I. INTRODUCTION
Sales to Cosmo Specialty Fibers are subject to the following terms and conditions. “Cosmo Specialty Fibers,” “Cosmo,” “we” or “us” means Cosmo Specialty Fibers, Inc., a Delaware corporation. “Supplier” shall include you and any of your affiliates that sell products or otherwise provide goods or services to us. By accepting our order (either in writing, electronically or via telephone), you accept these terms, unless we have agreed to different terms in writing.
II. PURCHASES
A. Order Acceptance and Acknowledgement. Each Purchase Order (“PO”) shall be deemed accepted by Supplier if any shipment of products is made, performance of services commences or if the PO is acknowledged by Supplier. Supplier will not reject a PO unless it has provided at least thirty (30) days prior written notice to Cosmo that it is unwilling to or will no longer accept a PO after a specified date. All product must meet all specifications provided by Cosmo from time to time. Supplier must use Cosmo’s form of electronic receipt and provide weigh-in/weigh-out calculations if applicable.
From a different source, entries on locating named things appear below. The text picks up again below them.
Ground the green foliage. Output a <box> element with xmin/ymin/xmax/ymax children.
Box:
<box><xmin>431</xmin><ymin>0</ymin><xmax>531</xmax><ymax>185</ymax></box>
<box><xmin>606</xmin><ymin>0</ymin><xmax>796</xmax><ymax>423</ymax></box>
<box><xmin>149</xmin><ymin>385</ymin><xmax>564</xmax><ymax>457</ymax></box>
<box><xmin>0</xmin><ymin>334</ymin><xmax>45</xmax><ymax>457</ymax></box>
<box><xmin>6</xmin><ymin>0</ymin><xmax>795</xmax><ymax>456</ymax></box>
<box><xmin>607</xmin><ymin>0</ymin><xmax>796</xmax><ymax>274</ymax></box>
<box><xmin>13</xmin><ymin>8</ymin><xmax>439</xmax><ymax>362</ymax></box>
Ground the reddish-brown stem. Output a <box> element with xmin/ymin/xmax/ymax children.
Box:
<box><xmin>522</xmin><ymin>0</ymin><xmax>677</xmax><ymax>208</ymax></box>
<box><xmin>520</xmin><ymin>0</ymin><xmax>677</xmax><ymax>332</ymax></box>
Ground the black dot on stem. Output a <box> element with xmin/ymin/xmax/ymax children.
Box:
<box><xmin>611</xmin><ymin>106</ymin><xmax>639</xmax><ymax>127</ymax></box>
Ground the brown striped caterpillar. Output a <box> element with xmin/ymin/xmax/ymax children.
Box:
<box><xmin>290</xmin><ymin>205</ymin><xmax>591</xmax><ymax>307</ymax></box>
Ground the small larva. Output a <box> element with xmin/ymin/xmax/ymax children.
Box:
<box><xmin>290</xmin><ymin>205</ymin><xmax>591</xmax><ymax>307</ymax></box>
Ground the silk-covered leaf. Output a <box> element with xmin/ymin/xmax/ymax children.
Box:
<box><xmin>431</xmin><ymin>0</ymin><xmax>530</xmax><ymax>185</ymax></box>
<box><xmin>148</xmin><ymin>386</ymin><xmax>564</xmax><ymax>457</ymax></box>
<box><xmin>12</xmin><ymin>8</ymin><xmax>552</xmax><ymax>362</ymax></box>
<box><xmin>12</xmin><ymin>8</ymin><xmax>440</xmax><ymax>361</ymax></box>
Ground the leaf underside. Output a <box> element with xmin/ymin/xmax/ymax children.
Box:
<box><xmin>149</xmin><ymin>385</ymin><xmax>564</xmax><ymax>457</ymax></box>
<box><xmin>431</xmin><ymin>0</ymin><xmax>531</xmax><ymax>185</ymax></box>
B. Prices. Changes to Supplier prices must be communicated to Cosmo at least sixty (60) days prior to the planned effective date. Supplier shall provide the proposed price changes in an electronic excel file that includes the current price, the proposed new price, the percent variance (+/-) between the two prices and rationale substantiating the price change. All price changes must be accepted by Cosmo prior to shipment or invoice of product at the new price in order to be effective for such products.
C. MSDS Documentation and Licensing.
1. All required Material Safety Data Sheet (MSDS) documentation must be supplied to the Safety Compliance Representative at Cosmo’s facility with the initial delivery for all materials so classified by OSHA regulations. MSDS documentation for materials that are provided on a repetitive basis must be updated by Supplier on an annual basis.
2. Supplier shall obtain all licenses and governmental approvals required by applicable laws, rules or regulations necessary for the shipment or delivery of the products sold by Supplier to Cosmo. Supplier shall protect, defend, indemnify and hold Cosmo and its agents, employees, directors, and affiliates harmless from and against any losses arising out of Supplier’s failure to comply with the terms and conditions contained in this paragraph.
D. Age-Sensitive Materials. All materials provided by Supplier to Cosmo that are susceptible to performance degradation over time must be clearly identified on the product packaging and associated shipping paperwork as ‘Age-Sensitive’, along with any suggested expiration dates. Under no circumstances is Supplier to provide Age-Sensitive material that has less than 1 year of remaining shelf-life unless pre-authorized by Cosmo.
E. Payment Terms. Payment of Supplier’s invoice is subject to adjustment for over-shipment, shortage and rejection. Individual invoices must be issued for each shipment applying to a PO unless otherwise negotiated or stated in such PO. Such invoices must state (a) the P.O. number, (b) the quantity of each ordered product shipped, (c) description of each ordered item shipped and (d) price of each ordered item shipped. One copy of each individual invoice must be plainly marked "ORIGINAL." Any applicable sales tax, duty, excise tax, use tax or other similar tax or charge, for which Cosmo is responsible and for which Cosmo has not furnished an exemption certificate must be itemized separately on each invoice.
F. Delivery Terms
1. The delivery of products shall be F.O.B point of delivery at Cosmo’s facility in the State of Washington. Cosmo shall not be responsible for failure or delay in delivery prior to receipt at Cosmo’s facility. Supplier is responsible for filing all freight or shipment claims arising prior to delivery of the products at Cosmo’s facility.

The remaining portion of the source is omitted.